I went to a baby shower on Saturday for my dear friend and neighbor who is due at the end of September. What in the hell was I thinking? She knows what has been going on and would have totally understood had I not gone. In the end, I think I really had something to prove to myself (I’m fine and moving on…it’s been a month after all; how long can you mourn a dead baby you never knew?). On the one hand it felt really good to be there for her. I am very happy for her (extremely jealous, but happy for her all the same). It was so hard to be there…baby decorations, baby games, baby gifts, a three week old baby and lots of baby talk. Between that and my period I ended up spending most of the weekend depressed.

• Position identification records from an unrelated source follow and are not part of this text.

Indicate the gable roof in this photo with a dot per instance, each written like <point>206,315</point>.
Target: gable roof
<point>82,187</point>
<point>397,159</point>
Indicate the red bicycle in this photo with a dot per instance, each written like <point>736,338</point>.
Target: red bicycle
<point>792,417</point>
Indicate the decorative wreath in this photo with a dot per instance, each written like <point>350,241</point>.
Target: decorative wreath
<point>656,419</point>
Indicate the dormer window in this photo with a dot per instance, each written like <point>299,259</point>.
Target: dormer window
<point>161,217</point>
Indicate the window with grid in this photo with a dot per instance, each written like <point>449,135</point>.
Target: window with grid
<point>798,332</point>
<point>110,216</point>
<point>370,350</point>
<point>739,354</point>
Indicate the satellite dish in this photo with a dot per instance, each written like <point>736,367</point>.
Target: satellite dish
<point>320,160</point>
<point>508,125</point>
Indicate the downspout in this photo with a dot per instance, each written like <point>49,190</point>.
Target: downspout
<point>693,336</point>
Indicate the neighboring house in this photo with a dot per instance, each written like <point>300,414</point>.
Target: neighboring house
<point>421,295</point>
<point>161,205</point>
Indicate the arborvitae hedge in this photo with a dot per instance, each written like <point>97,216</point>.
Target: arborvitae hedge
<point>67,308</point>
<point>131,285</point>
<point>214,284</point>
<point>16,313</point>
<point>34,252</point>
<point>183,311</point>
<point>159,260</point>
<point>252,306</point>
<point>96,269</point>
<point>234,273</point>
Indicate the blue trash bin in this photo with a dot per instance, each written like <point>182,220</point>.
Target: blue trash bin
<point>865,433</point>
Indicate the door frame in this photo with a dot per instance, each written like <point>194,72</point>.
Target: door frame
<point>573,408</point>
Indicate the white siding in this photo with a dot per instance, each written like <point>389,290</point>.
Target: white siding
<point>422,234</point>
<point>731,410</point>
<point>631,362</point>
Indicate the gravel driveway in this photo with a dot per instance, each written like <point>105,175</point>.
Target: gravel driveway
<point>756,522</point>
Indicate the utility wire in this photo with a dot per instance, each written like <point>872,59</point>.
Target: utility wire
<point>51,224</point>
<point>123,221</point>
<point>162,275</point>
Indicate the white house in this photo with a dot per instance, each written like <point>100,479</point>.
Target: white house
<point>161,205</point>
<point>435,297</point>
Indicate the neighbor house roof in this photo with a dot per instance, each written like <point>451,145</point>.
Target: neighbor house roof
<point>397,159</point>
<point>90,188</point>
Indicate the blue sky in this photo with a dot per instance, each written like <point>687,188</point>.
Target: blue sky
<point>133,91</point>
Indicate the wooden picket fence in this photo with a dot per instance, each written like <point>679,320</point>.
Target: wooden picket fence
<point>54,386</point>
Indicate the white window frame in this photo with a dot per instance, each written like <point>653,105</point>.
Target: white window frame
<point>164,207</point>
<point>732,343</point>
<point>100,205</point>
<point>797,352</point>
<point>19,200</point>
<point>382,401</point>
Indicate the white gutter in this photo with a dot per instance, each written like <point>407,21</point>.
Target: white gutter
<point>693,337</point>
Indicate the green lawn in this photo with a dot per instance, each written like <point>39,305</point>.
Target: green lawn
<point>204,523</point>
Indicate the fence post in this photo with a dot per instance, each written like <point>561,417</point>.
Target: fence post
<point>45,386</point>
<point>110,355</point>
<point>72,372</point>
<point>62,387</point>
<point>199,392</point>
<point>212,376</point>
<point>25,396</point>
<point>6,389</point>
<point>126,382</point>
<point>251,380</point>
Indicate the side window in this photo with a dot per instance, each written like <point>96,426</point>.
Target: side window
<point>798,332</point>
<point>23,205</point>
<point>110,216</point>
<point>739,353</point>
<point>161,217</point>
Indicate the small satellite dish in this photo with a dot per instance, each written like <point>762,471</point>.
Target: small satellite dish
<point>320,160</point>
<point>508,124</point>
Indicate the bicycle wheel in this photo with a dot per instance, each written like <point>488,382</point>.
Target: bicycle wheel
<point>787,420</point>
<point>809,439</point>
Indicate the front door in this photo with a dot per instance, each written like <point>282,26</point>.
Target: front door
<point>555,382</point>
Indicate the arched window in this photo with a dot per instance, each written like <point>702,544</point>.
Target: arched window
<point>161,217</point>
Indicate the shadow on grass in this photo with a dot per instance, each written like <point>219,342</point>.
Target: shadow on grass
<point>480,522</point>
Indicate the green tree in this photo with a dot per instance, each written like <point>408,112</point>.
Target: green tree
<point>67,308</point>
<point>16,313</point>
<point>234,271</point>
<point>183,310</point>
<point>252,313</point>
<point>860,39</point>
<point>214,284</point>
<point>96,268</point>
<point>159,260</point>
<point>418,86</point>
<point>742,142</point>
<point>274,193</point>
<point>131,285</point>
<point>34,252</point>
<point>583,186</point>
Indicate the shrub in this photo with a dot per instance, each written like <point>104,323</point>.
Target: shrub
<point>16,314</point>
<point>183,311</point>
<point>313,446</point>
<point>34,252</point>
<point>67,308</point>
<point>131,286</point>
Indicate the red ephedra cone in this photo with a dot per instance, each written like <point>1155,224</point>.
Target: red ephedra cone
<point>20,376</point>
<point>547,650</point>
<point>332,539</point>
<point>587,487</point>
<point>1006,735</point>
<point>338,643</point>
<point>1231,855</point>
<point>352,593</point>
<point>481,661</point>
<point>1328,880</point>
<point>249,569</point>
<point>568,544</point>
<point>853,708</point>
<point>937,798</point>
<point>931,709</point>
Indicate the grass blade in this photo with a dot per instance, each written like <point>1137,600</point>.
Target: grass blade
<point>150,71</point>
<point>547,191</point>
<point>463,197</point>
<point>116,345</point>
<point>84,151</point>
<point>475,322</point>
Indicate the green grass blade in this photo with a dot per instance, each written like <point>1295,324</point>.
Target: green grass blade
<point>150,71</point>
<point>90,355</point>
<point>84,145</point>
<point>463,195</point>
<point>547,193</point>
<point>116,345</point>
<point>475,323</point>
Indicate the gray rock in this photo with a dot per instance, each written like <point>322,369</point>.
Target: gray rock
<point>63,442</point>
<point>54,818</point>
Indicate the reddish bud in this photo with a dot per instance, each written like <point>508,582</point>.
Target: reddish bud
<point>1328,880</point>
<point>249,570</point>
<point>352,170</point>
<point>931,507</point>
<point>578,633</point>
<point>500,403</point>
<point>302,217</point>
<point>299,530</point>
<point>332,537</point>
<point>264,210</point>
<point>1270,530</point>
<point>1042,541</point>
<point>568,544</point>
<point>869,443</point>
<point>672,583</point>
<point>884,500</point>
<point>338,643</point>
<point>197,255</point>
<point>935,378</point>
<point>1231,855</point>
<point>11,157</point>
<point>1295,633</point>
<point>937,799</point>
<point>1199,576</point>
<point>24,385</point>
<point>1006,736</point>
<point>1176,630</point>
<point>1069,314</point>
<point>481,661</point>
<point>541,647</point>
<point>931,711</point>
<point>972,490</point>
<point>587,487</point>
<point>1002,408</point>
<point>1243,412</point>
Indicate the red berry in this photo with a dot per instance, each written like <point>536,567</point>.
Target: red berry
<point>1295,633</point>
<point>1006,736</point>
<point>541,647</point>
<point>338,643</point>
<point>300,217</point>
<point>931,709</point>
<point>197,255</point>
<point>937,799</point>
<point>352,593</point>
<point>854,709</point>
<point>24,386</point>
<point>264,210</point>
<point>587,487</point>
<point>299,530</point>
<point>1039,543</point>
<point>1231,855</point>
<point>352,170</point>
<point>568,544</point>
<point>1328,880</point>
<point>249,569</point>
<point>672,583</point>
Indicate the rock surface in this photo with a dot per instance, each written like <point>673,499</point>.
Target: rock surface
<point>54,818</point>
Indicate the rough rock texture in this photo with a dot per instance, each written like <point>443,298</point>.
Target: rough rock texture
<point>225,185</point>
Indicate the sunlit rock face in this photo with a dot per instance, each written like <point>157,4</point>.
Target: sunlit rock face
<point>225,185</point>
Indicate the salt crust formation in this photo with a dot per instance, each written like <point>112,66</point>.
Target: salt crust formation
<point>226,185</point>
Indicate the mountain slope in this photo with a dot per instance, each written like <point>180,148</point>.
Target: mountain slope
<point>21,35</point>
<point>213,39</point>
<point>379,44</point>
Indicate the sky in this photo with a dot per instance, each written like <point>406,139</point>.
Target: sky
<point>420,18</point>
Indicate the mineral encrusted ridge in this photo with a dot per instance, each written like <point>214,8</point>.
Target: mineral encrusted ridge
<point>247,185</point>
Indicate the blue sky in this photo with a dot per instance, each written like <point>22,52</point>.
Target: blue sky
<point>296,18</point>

Then there was the party we were supposed to go to on Sunday. My husband’s co-workers were having a party. Most of them knew about the pregnancy, but since he is a teacher I don’t think the word has gotten out over the summer that we lost the baby. I stood in the closet deciding what to wear and freaked out. I became overcome with fear that someone would congratulate me, or the people that knew would say something that they think is comforting, but really just isn’t. In the end I just couldn’t handle it so we stayed home. I felt bad too because my husband would have really liked to have gone, but he didn’t want to leave me at home alone and sad. He is a wonderful man and a wonderful support for me.

I finally got my homocystine levels back from the doctor, and they looked good. The doctor gave me the information to call into the perinatologist for my pre-pregnancy consult. We have to wait yet another month before they can see us. I understand they are very busy, but the appointment is 2 months to the day since I had my d&c and that just seems like an eternity to have to wait.

I’ve come to terms with the face that we have challenges ahead, but I really just want to know the game plan so we can move forward and not be left in limbo. It’s been hard to occupy my time with other things since all of this baby stuff is on my mind a lot. We are doing a lot of work on our house…it’s as if we are still nesting without the baby. We also bought some exercise equipment, so I am going to start working out again. Of course, that is baby related as well because my ulterior motive is to get into shape to offer a better “house” for the next baby. A friend and I signed up for a knitting class…I’ve always wanted to learn to, but now I have the time to and I can knit something for my baby when I’m pregnant again. Will the obsession stop?